Much of the focus will center on reauthorizing the Medical Device User Fee and Modernization Act (MDUFMA), which sunsets on Sept. 30 of next year. AdvaMed has set an aggressive timeline for coming to terms with the regulators at the FDA and lawmakers on Capitol Hill, with plans to have all stakeholders on the same page by this fall, a year before the bill’s expiration.

And with the number of new device applications continuing to climb, AdvaMed is solidly behind its reauthorization. The organization’s president and CEO, Stephen Ubl, said the industry would seek “significant performance improvements” in relation to FDA reviews, noting a push for meeting 180-day review times for breakthrough devices.

In addition, he stressed that on its second go-round, MDUFMA should focus on the quality of reviews and establish more interactions between companies that are applying for product approvals and reviewers at the agency.

Also in relation to MDUFMA, AdvaMed is pushing for user fee stability. “The amount of inflation we’ve seen on the fees is unacceptable,” said Edward Ludwig, the association’s incoming chairman and also the chairman, president and CEO of BD (Becton, Dickinson and Co.; Franklin Lakes, New Jersey).

Relative to other regulatory issues, AdvaMed is actively involved in reforming post-approval product monitoring to better evaluate safety and performance. The organization also is pushing regulators to keep pace with the industry’s rapid rate of innovation, especially as more combination products involving devices, drugs and biologics come into play.

AdvaMed also is hoping that leadership issues at the FDA settle down soon and that the agency gets a permanent commissioner, a “pressure cooker” of a job, Ubl said. Adding that “strong leadership is critical,” he said the association supports Acting Commissioner Andrew von Eschenbach, who was named the FDA’s interim leader last fall. In recent years, the agency’s top post has been a revolving door, of sorts, with three permanent or temporary commissioners in as many years.

Of course, MDUFMA and accompanying regulatory matters aren’t the only issues on AdvaMed’s plate. “The industry is facing a number of challenges on several fronts,” Ubl said. “In our view, the stakes have never been higher.”

Always of concern is reimbursement, a problem because the current system is “very event-driven,” said Arthur Collins, AdvaMed’s outgoing chairman and also the chairman and CEO of device powerhouse Medtronic (Minneapolis). “Reimbursement should tend to follow where the technology is headed.”

To that end, Ubl pointed to two bills that the organization is supporting on that front. The first would reform reimbursement rates for new clinical lab tests, such as those involving molecular diagnostics, and the second deals with health information technology and would secure reimbursement for remote patient monitoring systems.

The industry’s stance, of course, is that adoption of such new technologies will lead to broad savings for the overall healthcare system.

AdvaMed also will continue to work against proposals related to gainsharing, pay for performance and physician profiling that focus too heavily on quantitative metrics such as quick cost reductions. The organization also opposes charge compression-based payments that could stymie the use of new technologies. Underscoring these positions, Ubl said it is important for payers and lawmakers alike to see the value in quality rather than quantity.

In addition, AdvaMed plans to focus on growing international markets through several initiatives. The organization is actively involved in improving the regulatory landscape in Europe and Japan, and also will work in emerging markets such as China and India to ensure that trade issues, regulatory environments and reimbursement mechanisms are favorable for medical technology growth.

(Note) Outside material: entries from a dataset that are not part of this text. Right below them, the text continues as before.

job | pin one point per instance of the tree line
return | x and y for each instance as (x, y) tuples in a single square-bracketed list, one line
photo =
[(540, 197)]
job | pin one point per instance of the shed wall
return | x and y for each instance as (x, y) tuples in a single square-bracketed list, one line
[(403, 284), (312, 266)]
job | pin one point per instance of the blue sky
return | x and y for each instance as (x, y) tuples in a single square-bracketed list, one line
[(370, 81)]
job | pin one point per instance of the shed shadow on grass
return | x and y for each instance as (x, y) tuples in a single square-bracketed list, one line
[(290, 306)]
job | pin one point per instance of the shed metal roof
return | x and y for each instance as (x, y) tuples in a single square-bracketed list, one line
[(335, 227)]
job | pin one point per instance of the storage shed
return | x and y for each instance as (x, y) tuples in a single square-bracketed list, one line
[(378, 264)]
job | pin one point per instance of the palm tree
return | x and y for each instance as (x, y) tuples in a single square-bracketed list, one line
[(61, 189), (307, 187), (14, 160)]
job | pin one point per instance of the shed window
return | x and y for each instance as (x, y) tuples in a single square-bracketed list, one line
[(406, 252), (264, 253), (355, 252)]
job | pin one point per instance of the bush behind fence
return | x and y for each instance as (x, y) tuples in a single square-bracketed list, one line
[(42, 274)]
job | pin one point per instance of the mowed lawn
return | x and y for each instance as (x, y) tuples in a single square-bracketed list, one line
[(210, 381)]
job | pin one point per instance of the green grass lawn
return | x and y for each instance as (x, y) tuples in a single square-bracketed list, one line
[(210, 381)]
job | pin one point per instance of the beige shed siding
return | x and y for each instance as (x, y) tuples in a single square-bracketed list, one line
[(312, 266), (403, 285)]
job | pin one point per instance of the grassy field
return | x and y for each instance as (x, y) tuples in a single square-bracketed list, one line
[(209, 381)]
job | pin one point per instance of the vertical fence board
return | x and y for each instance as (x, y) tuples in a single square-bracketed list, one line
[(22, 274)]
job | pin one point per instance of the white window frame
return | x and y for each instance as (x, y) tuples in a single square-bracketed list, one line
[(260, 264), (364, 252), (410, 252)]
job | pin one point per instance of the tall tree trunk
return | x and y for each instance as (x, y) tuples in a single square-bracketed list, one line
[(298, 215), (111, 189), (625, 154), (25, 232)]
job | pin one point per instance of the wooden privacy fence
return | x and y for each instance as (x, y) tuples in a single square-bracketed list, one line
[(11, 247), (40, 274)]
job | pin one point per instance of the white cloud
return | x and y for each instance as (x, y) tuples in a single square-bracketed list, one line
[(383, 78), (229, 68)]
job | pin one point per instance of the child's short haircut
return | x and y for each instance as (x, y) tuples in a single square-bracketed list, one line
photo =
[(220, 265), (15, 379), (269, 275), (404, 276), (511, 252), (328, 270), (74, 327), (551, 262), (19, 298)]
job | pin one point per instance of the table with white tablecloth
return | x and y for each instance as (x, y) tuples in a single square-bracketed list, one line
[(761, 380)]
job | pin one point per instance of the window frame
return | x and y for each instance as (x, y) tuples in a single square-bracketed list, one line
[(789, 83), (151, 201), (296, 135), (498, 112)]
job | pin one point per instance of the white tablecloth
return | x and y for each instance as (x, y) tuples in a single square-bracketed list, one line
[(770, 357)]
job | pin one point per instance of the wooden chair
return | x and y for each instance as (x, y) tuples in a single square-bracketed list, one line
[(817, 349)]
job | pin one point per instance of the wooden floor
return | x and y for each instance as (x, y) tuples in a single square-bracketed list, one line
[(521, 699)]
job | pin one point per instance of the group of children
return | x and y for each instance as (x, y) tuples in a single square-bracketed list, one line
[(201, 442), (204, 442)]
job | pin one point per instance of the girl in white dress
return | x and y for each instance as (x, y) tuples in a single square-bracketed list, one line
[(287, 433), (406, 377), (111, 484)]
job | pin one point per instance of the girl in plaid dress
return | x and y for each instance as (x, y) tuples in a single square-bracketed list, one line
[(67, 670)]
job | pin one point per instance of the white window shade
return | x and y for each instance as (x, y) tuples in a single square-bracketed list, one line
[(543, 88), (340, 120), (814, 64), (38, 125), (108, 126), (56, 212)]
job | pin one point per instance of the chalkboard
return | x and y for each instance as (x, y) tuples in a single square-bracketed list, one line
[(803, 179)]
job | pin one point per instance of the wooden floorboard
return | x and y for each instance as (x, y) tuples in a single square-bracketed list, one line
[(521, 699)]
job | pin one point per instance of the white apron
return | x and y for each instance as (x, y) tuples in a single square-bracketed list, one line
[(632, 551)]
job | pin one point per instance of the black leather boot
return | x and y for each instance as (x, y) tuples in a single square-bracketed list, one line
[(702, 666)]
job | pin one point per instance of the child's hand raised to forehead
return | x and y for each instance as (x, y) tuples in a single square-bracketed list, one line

Noting that about three-quarters of AdvaMed’s members are small companies with less than $100 million in annual revenue, the organization also will be more active on issues such as capital formation and reforms to the Sarbanes-Oxley corporate governance law and the Small Business Innovation Research grant program.

“At every challenge lies opportunity,” Ubl said, and AdvaMed clearly is focused on meeting such challenges and advancing those opportunities going forward, starting with emphasis on them during the association’s annual meeting in Naples, which started with social events yesterday and continues through Saturday.